Jika ditanya apakah ia ingin kembali ke masa itu lagi? Tentu saja Shania akan menjawabnya dengan mengatakan bahwa ia sangat mau, tapi yang ia mau itu adalah bukan dalam keadaan seperti sekarang ini. Ia ingin kembali, benar-benar kembali ke keadaan semula. Tanpa adanya perjodohan konyol, tanpa adanya aksi kabur kaburan, dan tanpa adanya kesedihan karena dirinya tidak dianggap sebagai anak lagi oleh keluarganya lagi.
Shania terdengar menarik napasnya panjang, bagaimana rasanya menenangkan kala napas yang ia tarik tadi keluar menuruti irama nya yang pelan.
"Kok gua masih terus kepikiran ya tentang ajakan Tuan Jean tadi?" tanya gadis itu pada dirinya sendiri. Pertanyaan itu malah mendapatkan jawaban kesunyian karena tidak terdengar suara lain lagi selain hanya helaan napasnya saja.
Lama lama Shania lalu berpikir kalau perkataan Bibi Iyem tadi siang sangatlah benar, jadi kenapa ia harus merasa ragu lagi. Pokonya Shania sudah membulatkan tekad, ia akan menerima ajakan Jean padanya untuk datang ke acara pernikahan penulis favoritnya itu. Tdak ada kerugian juga kan kalau ia mengambil kesempatan itu. Yang ada keuntungan berkali-kali lipat lah yang akan ia nikmati nanti.
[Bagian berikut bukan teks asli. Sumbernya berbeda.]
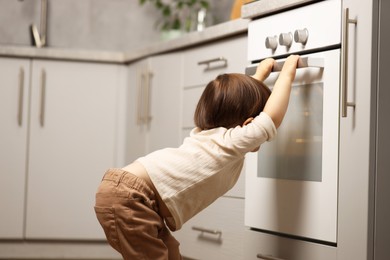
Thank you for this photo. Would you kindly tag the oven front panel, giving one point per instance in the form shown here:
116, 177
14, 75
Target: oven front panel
299, 30
291, 183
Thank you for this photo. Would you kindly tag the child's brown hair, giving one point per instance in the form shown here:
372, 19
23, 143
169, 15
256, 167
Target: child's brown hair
229, 100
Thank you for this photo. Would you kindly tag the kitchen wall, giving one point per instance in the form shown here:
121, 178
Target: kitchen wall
89, 24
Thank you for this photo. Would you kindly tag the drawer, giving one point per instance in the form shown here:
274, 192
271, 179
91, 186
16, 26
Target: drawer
259, 243
226, 217
232, 50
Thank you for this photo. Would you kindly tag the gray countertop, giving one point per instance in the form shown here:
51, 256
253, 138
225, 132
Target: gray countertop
212, 33
265, 7
216, 32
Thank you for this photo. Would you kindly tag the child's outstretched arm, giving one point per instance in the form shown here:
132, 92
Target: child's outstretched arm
277, 103
264, 69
Ya, besok ia harus menemui Jean dan membicarakan hal ini lagi sebelum Jean malah berubah pikiran dan ajakan itu tidak berlaku lagi untuknya.
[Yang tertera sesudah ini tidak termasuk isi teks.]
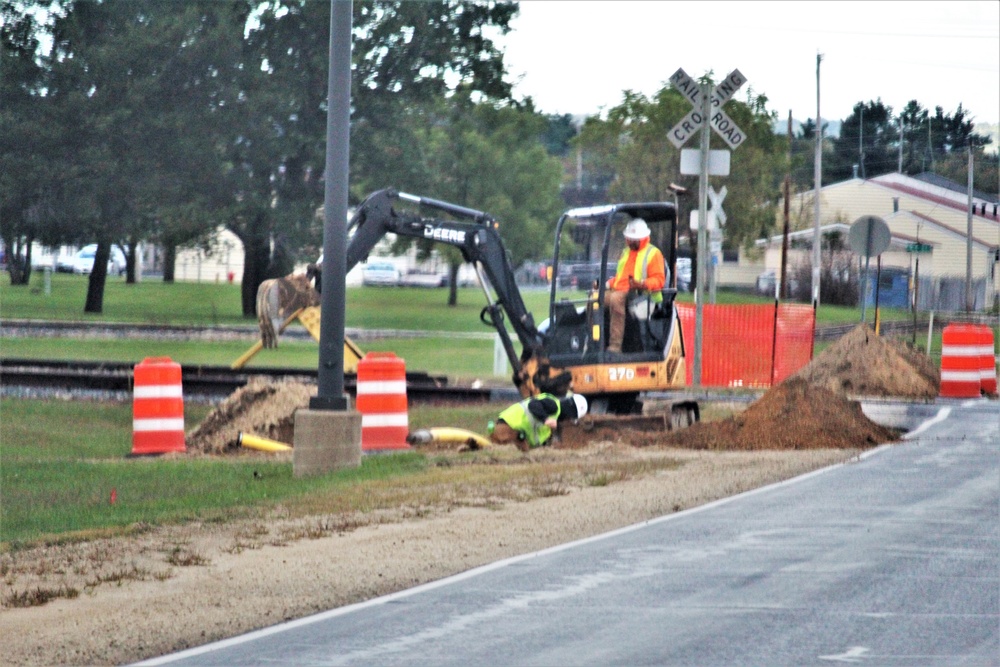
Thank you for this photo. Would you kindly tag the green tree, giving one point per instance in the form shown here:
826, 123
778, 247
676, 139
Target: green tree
490, 156
405, 55
25, 174
632, 145
869, 138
"Kok makin gua pikirin makin gua ngerasa kalau gua kayak lagi diajak kencan aja sama Tuan Jean. Berlebihan banget," ucapan Shania itu berakhir dengan kekehan kecil. Ia jadi malu sendiri karena bisa bisanya berpikiran seperti itu. Untung saja yang bisa keluar masuk ke dalam pikirannya itu hanya dirinya sendiri, Shania tidak bisa membayangkan kalau ada orang lain yang bisa membaca pikirannya yang seperti itu.
Shania memutar tubuhnya menjadi tidur dengan menyamping, kini yang berada di hadapannya adalah sebuah bakas yang di atasnya terdapat segelas sirup putih yang ditutup dengan piringan plastik kecil berwarna biru serta handphone yang tergeletak begitu saja.
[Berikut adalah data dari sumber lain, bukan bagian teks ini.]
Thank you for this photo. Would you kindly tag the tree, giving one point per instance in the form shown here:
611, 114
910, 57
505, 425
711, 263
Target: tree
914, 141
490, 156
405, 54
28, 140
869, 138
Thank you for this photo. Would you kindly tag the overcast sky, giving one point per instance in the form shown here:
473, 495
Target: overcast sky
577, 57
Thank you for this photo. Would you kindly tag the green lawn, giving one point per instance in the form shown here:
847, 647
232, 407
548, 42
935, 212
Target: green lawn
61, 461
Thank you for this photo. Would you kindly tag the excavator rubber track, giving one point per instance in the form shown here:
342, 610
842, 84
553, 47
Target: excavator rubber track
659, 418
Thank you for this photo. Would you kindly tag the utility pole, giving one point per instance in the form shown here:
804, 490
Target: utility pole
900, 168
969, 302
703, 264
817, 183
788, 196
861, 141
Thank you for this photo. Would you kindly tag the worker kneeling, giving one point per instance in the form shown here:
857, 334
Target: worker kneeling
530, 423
Seharian ini ia tidak menyentuh benda pipih itu, Shania jadi merasa ingin menghubungi Fika yang tumben-tumbenan tidak datang berkunjung hari ini. Mungkin kah sahabatnya itu merasa kesal karena teleponnya sempat dimatikan oleh Shania secara sepihak sewaktu di sekolah Andi tadi?
Segeralah tangan gadis itu terulur untuk mengambil benda itu. Kemudian setelah beberapa kali mengulirkan layar handphonenya untuk mencari kontak milik Fika, gadis itu langsung menekan ikon panggilan.